We are looking for a Research Engineer (Post-Training Evals) who can lead the design and implementation of evaluation systems that rigorously test, stress, and measure AI model performance post-training. This role is pivotal to ensuring that models not only perform, but align—ethically, functionally, and contextually.
What You’ll Do
- Develop and maintain automated evaluation pipelines for large language models across multiple benchmarks and custom metrics.
- Design novel evaluation frameworks for robustness, alignment, reasoning, factuality, safety, and bias.
- Analyze model outputs qualitatively and quantitatively to surface strengths, weaknesses, and edge cases.
- Build tooling to simulate real-world use cases and generate synthetic test datasets.
- Collaborate with research, alignment, and deployment teams to shape evaluation criteria and improve model reliability.
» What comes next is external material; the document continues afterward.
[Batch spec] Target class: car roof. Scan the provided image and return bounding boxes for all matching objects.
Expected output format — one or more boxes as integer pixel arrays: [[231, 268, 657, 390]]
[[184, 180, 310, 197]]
- Explore and implement scalable methods for both static and interactive model assessment.
- Publish findings, dashboards, and documentation to inform internal stakeholders and model developers.
Skills We’re Looking For
- Strong background in NLP, ML evaluation, or applied machine learning.
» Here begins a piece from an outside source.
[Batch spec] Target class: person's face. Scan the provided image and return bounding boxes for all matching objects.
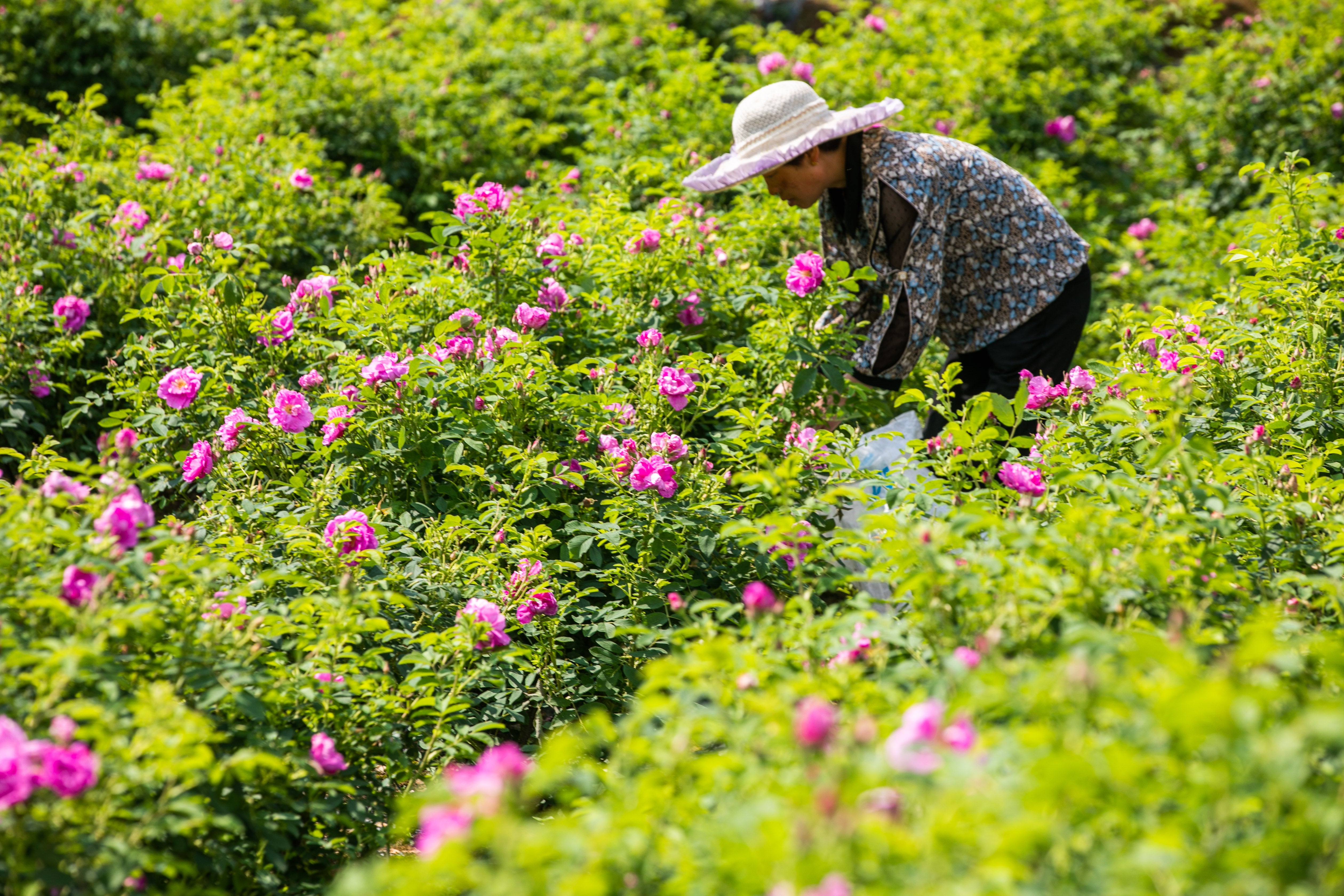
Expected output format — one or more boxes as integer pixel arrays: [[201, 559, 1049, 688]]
[[762, 146, 844, 208]]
- Proficiency in Python, with experience using ML/NLP libraries like HuggingFace, PyTorch, or JAX.
- Familiarity with model evaluation frameworks, from traditional benchmarks to custom prompt-based tests.
- Experience working with LLMs, language tasks (e.g., QA, summarization, reasoning), and prompt engineering.
- Analytical rigor with the ability to communicate technical findings clearly and concisely.
- Comfortable navigating experimental environments with evolving research priorities.
We’d Love It If You’ve Had
- Experience contributing to LLM eval datasets, leaderboards, or internal benchmarks.
- Knowledge of human preference modeling, RLHF, or safety alignment methods.